Custom vocabulary

Looking to improve transcription accuracy?

For significantly better results, try our new approach using LeMUR Custom Vocabulary. This advanced method provides more precise recognition for domain-specific terms and proper nouns without the formatting limitations of traditional word boosting.

To improve the transcription accuracy, you can boost certain words or phrases that appear frequently in your audio file.

To boost words or phrases, include the word_boost parameter in the transcription config.
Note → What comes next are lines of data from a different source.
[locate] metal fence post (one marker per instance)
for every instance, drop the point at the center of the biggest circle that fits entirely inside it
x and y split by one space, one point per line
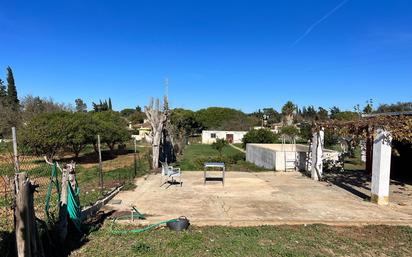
100 163
135 161
15 152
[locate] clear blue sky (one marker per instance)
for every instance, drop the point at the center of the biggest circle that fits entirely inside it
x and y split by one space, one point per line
241 54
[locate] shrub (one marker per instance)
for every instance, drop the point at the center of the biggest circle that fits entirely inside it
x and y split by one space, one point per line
259 136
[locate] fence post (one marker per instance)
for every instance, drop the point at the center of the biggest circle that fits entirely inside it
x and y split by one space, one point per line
61 225
27 238
135 161
100 164
21 214
15 152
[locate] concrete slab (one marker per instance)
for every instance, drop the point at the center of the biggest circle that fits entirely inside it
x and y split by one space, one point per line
251 199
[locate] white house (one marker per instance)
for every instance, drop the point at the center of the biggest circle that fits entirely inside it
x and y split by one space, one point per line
210 136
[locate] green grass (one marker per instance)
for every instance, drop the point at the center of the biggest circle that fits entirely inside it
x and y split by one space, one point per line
311 240
194 156
240 145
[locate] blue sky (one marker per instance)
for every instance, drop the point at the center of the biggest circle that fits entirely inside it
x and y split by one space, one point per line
240 54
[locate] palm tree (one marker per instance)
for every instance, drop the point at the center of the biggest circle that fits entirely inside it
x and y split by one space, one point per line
288 111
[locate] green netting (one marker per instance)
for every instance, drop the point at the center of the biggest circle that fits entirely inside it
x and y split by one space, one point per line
53 182
73 205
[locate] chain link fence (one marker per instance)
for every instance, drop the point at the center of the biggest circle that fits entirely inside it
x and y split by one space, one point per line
118 166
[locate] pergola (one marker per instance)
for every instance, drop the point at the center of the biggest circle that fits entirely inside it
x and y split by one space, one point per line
378 130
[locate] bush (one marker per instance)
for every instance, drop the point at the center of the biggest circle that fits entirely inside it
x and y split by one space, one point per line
262 136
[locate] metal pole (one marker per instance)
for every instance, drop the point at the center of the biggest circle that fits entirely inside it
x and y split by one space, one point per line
135 162
15 153
100 163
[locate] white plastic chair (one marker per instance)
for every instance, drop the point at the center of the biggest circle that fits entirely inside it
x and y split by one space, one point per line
170 173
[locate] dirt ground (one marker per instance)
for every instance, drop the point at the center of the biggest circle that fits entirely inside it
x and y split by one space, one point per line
261 198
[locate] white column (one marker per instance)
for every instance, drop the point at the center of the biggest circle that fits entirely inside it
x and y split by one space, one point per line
381 166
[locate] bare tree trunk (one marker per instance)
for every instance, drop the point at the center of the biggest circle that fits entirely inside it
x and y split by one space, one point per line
157 119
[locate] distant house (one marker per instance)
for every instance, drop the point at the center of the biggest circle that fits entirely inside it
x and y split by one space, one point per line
143 130
210 136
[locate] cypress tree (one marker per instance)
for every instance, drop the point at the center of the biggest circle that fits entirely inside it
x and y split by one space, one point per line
3 92
11 88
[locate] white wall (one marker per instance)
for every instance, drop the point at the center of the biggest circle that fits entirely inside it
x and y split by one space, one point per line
272 156
207 136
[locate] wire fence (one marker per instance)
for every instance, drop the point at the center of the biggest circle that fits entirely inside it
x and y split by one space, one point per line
117 167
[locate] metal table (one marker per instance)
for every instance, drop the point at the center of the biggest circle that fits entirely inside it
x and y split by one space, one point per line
220 165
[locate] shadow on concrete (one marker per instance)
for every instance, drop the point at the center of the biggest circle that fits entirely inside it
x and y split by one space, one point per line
353 181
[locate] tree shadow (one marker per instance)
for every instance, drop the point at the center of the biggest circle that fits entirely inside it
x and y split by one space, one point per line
75 239
92 157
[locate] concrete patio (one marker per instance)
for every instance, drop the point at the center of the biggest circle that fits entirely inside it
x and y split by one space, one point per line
251 199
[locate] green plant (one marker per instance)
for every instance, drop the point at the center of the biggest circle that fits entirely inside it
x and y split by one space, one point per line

You can also control how much weight to apply to each keyword or phrase. Include boost_param in the transcription config with a value of low, default, or high.

1import assemblyai as aai
2
3aai.settings.api_key = "<YOUR_API_KEY>"
4
5# audio_file = "./local_file.mp3"
6audio_file = "https://assembly.ai/wildfires.mp3"
7
8config = aai.TranscriptionConfig(
9 word_boost=["aws", "azure", "google cloud"],
10 boost_param="high"
11)
12
13transcript = aai.Transcriber(config=config).transcribe(audio_file)
14
15if transcript.status == "error":
16 raise RuntimeError(f"Transcription failed: {transcript.error}")
17
18print(transcript.text)

Follow formatting guidelines for custom vocabulary to ensure the best results:

  • Remove all punctuation except apostrophes.
  • Make sure each word is in its spoken form. For example, iphone seven instead of iphone 7.
  • Remove spaces between letters in acronyms.

Additionally, the model still accepts words with unique characters such as é, but converts them to their ASCII equivalent.

You can boost a maximum of 1,000 unique keywords and phrases, where each of them can contain up to 6 words.